Monday, June 18, 2018

Pâtisserie Rotha to Bring Traditional French Sweets to Albany

By Cirrus Wood
Mon, Jun 18, 2018 at 11:52 AM

click to enlarge A new bakery promises to be a destination for flaky, buttery croissants. - PHOTO COURTESY OF ROTHA IENG
  • Photo courtesy of Rotha Ieng
  • A new bakery promises to be a destination for flaky, buttery croissants.

The word Proustian may be among the more overused in the food world, but it’s not wrong to think that smells, textures, and flavors can recapture the past and return the eater to a state of nostalgic innocence. Those looking to sample literature’s most famous teacake can find it at Pâtisserie Rotha (1051 San Pablo Ave., Albany), a new traditional French pastry shop scheduled to open June 30.

Pâtisserie Rotha is the venture of pâtissier Rotha Ieng, a relative newcomer to the East Bay food scene and a graduate of the Ecole Ferrandi, a culinary school in Paris. Ieng also trained under Pierre Hermé, a Parisian pastry chef renowned for presenting the season’s sweets with the pluck of haute couture. (The only stateside location for Hermé’s confections is at John F. Kennedy International Airport in New York. The macarons are flown in daily from Paris.)

For those looking for Parisian quality without having to endure frisking from the TSA, Rotha will offer such classically French confections as pain au chocolat (chocolate croissant) and chausson aux pommes (apple turnovers). The menu also offers a few outliers from well outside the 20em arrondissement, such as pasteis de nata (Portuguese custard tarts), canelé (caramelized yet custardy cakes from Bordeaux), and the very much en vogue kouign-amann, a Breton butter pastry, folded into a cup shape and strewn with layers of caramelized sugar.
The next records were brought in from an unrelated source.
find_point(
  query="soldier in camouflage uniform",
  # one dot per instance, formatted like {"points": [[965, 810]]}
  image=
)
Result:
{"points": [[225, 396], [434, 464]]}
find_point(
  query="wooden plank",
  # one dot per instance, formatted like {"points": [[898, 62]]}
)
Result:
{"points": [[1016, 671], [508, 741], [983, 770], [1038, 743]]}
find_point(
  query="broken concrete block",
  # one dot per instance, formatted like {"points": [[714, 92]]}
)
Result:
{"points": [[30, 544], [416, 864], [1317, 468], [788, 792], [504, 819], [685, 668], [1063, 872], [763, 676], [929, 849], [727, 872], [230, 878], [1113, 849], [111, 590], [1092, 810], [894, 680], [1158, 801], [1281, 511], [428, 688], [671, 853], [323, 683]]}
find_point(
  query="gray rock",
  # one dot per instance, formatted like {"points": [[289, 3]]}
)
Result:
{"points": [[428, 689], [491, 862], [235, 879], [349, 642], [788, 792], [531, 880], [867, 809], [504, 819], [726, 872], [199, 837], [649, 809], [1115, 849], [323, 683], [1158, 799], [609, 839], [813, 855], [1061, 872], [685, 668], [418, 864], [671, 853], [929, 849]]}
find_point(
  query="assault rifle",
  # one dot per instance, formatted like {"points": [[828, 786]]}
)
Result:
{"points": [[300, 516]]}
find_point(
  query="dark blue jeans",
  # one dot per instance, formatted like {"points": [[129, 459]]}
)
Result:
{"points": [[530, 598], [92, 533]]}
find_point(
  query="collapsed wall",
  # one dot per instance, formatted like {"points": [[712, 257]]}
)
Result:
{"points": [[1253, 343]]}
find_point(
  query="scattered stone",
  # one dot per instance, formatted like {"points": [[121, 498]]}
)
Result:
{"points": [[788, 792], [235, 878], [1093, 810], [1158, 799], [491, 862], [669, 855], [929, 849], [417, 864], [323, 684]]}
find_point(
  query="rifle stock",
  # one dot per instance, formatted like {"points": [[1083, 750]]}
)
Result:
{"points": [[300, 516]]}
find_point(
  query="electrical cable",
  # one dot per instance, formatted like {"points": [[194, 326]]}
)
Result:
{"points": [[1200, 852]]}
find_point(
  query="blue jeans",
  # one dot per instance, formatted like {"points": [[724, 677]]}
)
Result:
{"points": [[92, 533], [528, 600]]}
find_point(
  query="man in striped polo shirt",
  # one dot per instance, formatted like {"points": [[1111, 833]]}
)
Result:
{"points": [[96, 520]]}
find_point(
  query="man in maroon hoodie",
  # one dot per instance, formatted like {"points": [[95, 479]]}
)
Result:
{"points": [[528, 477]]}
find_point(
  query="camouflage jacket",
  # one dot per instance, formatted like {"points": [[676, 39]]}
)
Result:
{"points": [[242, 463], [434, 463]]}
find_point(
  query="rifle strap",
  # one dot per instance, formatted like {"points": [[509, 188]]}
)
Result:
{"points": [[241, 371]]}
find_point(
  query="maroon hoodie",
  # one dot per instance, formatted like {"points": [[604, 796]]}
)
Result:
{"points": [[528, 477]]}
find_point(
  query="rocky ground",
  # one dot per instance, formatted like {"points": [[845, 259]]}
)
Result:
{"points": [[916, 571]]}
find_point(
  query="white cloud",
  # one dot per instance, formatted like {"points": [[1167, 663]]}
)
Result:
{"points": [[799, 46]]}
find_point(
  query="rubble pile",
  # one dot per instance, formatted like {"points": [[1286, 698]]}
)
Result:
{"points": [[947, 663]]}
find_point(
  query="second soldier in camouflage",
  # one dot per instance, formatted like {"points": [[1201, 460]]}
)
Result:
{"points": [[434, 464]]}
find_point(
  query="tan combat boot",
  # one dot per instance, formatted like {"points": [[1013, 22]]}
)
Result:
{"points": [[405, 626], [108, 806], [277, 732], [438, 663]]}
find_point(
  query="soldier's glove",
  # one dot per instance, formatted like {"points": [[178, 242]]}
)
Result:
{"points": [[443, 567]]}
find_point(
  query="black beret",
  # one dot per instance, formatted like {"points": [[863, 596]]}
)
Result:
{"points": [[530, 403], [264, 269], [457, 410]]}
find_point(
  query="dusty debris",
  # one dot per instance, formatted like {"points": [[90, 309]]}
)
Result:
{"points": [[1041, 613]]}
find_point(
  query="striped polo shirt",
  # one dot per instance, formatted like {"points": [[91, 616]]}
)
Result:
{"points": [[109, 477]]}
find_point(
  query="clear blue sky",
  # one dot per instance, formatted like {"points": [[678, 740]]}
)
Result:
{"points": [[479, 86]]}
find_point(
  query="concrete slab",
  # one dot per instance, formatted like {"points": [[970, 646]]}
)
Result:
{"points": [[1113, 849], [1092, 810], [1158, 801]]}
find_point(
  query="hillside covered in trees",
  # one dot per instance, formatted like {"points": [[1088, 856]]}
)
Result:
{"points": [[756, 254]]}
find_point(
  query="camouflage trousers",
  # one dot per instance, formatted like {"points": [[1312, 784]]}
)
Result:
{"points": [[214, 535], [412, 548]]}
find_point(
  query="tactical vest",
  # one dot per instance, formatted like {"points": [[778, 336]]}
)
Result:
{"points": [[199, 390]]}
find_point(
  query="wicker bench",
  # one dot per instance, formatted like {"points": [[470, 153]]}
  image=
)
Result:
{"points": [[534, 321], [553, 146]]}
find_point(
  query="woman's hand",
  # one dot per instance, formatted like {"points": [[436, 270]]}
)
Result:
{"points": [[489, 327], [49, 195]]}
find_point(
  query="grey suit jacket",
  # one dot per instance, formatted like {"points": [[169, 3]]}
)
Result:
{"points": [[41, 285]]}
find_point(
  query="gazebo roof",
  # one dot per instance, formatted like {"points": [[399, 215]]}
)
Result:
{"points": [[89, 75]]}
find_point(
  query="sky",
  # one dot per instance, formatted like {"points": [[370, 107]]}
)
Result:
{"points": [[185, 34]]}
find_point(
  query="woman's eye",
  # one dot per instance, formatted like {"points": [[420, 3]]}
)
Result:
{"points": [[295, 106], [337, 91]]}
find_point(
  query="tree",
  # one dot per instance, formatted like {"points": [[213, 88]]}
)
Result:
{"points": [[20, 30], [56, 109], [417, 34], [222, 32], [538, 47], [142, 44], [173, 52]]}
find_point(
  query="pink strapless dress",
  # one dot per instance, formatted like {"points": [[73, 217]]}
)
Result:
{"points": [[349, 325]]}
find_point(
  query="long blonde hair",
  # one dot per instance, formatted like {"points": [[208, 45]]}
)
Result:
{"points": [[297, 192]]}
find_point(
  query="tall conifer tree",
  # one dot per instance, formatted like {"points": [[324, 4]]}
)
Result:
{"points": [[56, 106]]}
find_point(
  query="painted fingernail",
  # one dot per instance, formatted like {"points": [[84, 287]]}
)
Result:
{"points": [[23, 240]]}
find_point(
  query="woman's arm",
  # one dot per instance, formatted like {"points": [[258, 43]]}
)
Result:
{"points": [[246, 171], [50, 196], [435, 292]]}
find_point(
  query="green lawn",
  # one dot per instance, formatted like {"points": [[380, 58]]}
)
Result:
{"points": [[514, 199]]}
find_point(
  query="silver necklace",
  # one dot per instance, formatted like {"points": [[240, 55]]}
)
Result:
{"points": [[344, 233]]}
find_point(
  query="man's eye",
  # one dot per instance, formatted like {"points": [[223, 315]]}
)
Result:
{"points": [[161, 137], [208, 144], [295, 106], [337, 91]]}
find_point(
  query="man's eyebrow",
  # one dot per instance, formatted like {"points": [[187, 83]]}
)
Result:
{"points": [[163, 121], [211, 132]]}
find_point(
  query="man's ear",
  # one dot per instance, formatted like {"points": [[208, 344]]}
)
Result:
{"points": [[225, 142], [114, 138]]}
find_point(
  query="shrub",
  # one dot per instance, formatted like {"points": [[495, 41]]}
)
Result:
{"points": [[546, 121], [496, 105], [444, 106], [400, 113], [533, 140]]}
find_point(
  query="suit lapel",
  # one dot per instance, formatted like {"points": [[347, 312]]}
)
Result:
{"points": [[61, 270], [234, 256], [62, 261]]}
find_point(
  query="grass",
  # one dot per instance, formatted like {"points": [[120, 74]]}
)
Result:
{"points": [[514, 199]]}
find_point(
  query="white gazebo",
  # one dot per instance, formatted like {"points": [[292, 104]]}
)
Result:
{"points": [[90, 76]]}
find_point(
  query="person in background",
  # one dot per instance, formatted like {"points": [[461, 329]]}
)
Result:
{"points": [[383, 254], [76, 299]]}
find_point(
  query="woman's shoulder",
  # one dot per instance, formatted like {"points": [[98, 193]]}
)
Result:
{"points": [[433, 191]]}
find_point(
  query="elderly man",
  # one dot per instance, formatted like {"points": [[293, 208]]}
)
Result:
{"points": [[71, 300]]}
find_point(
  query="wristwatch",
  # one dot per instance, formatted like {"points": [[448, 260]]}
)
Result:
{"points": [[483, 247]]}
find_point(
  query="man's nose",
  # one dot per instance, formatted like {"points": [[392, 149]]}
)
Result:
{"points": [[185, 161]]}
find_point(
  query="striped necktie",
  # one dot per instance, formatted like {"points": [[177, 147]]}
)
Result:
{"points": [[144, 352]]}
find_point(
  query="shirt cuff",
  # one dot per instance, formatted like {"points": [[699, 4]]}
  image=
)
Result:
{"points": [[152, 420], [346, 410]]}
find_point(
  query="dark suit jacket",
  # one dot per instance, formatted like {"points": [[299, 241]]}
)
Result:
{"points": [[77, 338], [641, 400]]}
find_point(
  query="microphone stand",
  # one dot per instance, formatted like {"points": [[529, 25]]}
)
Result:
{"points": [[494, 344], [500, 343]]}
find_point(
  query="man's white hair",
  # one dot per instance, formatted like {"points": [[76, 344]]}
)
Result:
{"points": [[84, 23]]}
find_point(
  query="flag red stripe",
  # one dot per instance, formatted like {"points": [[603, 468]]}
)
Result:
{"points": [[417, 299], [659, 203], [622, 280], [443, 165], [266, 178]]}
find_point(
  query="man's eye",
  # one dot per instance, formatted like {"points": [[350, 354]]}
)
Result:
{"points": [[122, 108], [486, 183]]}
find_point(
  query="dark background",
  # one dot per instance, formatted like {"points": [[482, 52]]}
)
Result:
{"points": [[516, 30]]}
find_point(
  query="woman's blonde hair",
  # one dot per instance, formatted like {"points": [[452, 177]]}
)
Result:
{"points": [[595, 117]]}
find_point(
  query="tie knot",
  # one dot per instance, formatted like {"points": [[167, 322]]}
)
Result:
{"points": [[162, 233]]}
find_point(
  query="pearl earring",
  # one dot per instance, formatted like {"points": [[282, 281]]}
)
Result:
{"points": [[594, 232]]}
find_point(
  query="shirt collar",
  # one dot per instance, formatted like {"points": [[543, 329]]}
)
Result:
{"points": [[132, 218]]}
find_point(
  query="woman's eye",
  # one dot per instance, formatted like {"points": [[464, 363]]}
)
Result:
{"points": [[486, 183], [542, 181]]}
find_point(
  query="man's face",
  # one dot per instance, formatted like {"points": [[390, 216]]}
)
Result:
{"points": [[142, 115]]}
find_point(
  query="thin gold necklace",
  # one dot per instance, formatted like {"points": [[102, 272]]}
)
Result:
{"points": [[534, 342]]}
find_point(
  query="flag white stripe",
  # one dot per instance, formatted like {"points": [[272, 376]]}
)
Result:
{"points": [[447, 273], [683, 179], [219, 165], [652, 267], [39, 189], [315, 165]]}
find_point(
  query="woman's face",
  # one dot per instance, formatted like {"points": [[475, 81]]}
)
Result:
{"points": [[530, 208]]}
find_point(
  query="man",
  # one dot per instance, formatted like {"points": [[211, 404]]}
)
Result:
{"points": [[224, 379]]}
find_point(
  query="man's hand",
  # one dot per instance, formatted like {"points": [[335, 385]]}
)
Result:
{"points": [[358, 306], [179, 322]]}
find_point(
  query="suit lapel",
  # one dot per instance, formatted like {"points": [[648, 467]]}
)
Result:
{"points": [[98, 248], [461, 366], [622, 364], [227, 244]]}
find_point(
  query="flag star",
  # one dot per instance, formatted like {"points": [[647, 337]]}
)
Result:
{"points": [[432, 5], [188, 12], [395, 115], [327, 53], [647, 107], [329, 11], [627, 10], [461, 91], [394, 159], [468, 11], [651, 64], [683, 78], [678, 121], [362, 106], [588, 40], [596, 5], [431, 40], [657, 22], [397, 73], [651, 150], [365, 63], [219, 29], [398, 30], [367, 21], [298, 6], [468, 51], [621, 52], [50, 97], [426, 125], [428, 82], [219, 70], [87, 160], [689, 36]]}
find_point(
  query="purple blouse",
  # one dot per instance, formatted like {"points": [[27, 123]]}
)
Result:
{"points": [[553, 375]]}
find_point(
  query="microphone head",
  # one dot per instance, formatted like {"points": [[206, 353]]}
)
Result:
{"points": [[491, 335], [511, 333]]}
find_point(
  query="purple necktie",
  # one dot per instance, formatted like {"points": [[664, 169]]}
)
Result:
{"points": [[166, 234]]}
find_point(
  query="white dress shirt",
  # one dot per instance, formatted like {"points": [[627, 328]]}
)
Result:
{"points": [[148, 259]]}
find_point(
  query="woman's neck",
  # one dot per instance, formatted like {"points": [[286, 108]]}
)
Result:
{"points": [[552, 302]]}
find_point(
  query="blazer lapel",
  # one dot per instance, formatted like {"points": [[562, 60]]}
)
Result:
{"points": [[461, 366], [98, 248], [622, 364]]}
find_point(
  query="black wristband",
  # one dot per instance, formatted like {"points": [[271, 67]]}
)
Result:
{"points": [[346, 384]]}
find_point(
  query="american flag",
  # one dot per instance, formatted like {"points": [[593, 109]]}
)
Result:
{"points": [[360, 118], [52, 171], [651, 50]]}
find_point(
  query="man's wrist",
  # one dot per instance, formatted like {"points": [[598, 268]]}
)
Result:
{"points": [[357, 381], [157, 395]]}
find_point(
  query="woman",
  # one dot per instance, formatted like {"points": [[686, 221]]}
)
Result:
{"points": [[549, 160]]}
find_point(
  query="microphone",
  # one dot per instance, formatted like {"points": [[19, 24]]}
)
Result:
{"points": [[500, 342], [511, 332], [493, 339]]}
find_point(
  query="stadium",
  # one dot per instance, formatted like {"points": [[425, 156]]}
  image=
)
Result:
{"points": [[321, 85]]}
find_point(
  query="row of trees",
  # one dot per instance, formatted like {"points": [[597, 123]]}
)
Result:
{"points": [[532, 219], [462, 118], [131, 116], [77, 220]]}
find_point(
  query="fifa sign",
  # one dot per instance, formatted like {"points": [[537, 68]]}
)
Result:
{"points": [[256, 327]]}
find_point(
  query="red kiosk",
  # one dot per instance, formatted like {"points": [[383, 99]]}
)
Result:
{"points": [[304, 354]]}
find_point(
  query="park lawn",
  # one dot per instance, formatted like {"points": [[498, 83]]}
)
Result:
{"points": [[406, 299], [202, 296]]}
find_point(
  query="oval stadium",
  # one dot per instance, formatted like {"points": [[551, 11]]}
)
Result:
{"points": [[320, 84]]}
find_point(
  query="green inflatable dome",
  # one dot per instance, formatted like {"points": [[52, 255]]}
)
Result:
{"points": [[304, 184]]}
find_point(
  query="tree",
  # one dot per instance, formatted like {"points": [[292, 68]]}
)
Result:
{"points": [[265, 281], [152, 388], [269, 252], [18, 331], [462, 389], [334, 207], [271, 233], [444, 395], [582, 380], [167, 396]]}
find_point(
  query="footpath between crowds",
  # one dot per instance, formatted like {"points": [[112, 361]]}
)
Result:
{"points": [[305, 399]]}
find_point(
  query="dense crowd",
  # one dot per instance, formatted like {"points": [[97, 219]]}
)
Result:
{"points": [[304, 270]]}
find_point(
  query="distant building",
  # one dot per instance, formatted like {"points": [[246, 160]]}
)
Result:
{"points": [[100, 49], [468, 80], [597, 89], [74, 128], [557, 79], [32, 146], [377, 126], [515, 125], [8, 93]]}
And for those with a yen toward recreating Proust’s epiphany and reclaiming lost time, there will also be madeleines.

This will be Ieng’s first business, and while the chef is still finding his way in the culinary world, he has settled firmly on sweets. “It seems to me that I have the talent with pastry instead of the other stuff,” he said. “Pastry gives me the ability to think about creativity and come up with different things. I have to be alert all the time.”

Ieng previously worked as a data administrator at Ecole Bilingue de Berkeley, the multilingual (but mainly French) private school in West Berkeley. At the school’s annual market event, Ieng would offer some of his home experiments, which were received with much enthusiasm from the Francophone community, who encouraged him to turn the hobby into a profession. Ieng took the advice to heart and left his position with the school last week to focus on pastries full-time.

Ieng plans to vary the menu throughout the year, keeping pace with the calendar. Patrons can expect bûche de Noël in December and galette des rois in January. After the grand opening on June 30, the patisserie will be open on weekends only from 7:30 a.m. to 5 p.m., with extended weekday hours to come later this summer. Private vendors have already expressed interest in entering contracts with Rotha, but he has yet to accept. At least for now, the only place to get Ieng’s pastries will be at Pâtisserie Rotha itself, which may just make it one of the sweeter excuses for a drive up San Pablo.